Ce court texte d’Alex Cousseau s’intéresse beaucoup aux relations, aux sentiments qu’entretiennent ses personnages les uns avec les autres. Cela nous offre pas mal d’émotion, sans qu’on ne tombe jamais vraiment dans le pathétique à deux sous.

« Le pire, c’est ce vieillard qui partage la chambre de Paluche : un légume que l’on maintient en vie sans savoir pourquoi.
On ne se permet pas ce genre de choses avec les chiens. Quand un chien est mort vivant, il ne mérite plus de vivre. On le pique, et on soulage ses souffrances. Mais quand un homme est mort vivant, on lui branche des tuyaux partout, et il crève tout doucement, à petit feu, comme un homard qu’on trempe dans l’eau froide avant de faire bouillir tranquillement la marmite. »

Outre l’histoire d’amour entre le jeune aveugle et la belle Lune (c‘est le nom de la jeune fille dont Miro est amoureux), le roman aborde également des sujets plutôt délicats, comme la mort, sans tabous et avec des mots simples.

Ce Poisson-lune est au final un beau roman, qui ne devrait pas laisser indifférent, les adolescents comme les adultes.


Poisson-Lune d’Alex Cousseau, Editions du Rouergue (2004), 123 pages.

Le cri du phasme est un roman pour la jeunesse écrit par le jeune auteur breton Alex Cousseau et paru au Rouergue dans la collection doAdo.

Je l’ai découvert par l’intermédiaire du « Prix des lecteurs ados » organisé par la médiathèque de Quimperlé (29).

Résumé

Attention, chat gentil. C’est ce qui est écrit à l’entrée du pavillon où Elliott vit avec son père et son frère aîné, Emilio. C’est le week-end. Comme d’habitude, son père bricole et s’énerve contre Emilio qui a encore préparé pour le soir une fiesta avec ses potes. Elliott prend soin d’une colonie de phasmes, ces insectes en forme de brindille, aussi bizarres et silencieux que lui. Son corps l’encombre et il ne sait pas quoi faire des mots qui s’accumulent sous son crâne. Quand ses amis Sacha et Leïla l’entraînent dans une balade sur les toits, il les suit, son bocal de phasmes sous le bras.

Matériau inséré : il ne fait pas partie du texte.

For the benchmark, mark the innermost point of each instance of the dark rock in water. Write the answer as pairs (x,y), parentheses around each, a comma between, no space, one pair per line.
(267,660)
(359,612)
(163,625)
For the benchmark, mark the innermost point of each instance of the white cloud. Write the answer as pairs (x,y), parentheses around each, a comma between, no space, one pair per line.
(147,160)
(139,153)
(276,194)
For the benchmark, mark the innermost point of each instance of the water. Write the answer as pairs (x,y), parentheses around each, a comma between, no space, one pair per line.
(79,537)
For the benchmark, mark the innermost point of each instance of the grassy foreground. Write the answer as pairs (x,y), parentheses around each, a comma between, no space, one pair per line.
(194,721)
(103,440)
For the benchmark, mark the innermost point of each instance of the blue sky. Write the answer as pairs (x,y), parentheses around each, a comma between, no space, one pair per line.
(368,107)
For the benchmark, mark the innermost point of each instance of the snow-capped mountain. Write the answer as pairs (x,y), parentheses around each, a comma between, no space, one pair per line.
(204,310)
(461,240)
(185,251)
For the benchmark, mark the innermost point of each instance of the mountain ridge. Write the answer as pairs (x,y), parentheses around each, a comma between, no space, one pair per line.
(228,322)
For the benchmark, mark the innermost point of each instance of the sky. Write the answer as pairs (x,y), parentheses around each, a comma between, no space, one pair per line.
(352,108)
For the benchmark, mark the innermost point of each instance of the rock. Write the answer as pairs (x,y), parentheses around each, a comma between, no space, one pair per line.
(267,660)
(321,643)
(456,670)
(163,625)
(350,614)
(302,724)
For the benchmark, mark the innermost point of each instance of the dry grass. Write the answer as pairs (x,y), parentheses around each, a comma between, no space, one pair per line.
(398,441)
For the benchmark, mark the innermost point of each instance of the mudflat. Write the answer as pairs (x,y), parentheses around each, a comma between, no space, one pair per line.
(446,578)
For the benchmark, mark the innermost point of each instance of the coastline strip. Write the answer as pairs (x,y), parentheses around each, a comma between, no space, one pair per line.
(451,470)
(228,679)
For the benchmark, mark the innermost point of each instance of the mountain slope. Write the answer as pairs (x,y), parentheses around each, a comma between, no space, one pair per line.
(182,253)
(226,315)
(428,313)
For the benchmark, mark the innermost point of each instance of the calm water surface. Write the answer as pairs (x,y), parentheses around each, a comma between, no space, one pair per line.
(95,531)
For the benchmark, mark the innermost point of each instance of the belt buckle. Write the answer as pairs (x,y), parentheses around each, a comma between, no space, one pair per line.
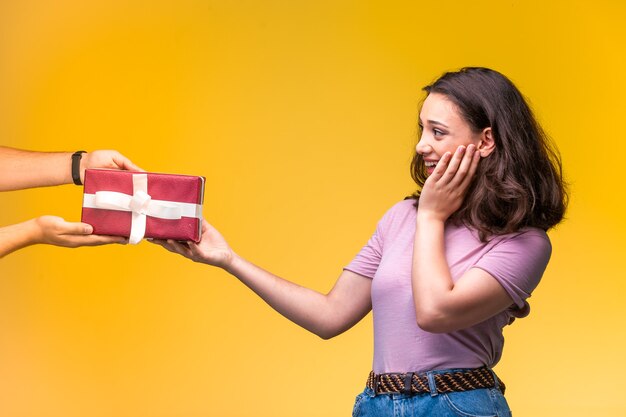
(376,384)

Dans le vacarme d’une fête improvisée, Elliott joue avec le feu, histoire de se rappeler que le sourire de Romane vaut le coup de vivre.

Mon avis

Il est rare qu’un roman de cette excellente collection qu’est doAdo ne me convainque pas.
C’est le cas avec Le cri du phasme, qui ne m’a plu qu’à moitié, et encore.

Disons qu’il y a dans cette histoire du potentiel, mais j’ai eu l’impression que l’auteur s’est arrêté, comme bloqué dans son élan, alors qu’il aurait tout à fait pu en faire plus (le roman fait à peine plus de cent pages).

Elliott, le personnage principal, sur lequel repose toute cette histoire est très intéressant, dans ses relations avec les autres comme dans ses réactions, souvent irréfléchies et démesurées.
Grâce à lui, Alex Cousseau nous permet de nous plonger dans la peau d’un adolescent mal dans la sienne.

Malgré le bon travail fourni sur le personnage principal et quelques belles séquences, je n’ai pu que regretter ce goût de « pas assez ». De plus, j’ai trouvé la fin un peu « cucul la praline » et donc décevante, ce qui n’a rien arrangé.

Je découvrais Alex Cousseau avec Le cri du phasme. J’en ressors assez déçu, mais on m’a de suite rassuré en me disant qu’il ne s’agissait pas là de son meilleur roman. Cette expérience ne m’empêchera donc pas de récidiver, pour voir…


Le cri du phasme, Alex Cousseau, Rouergue (2005), 107 pages.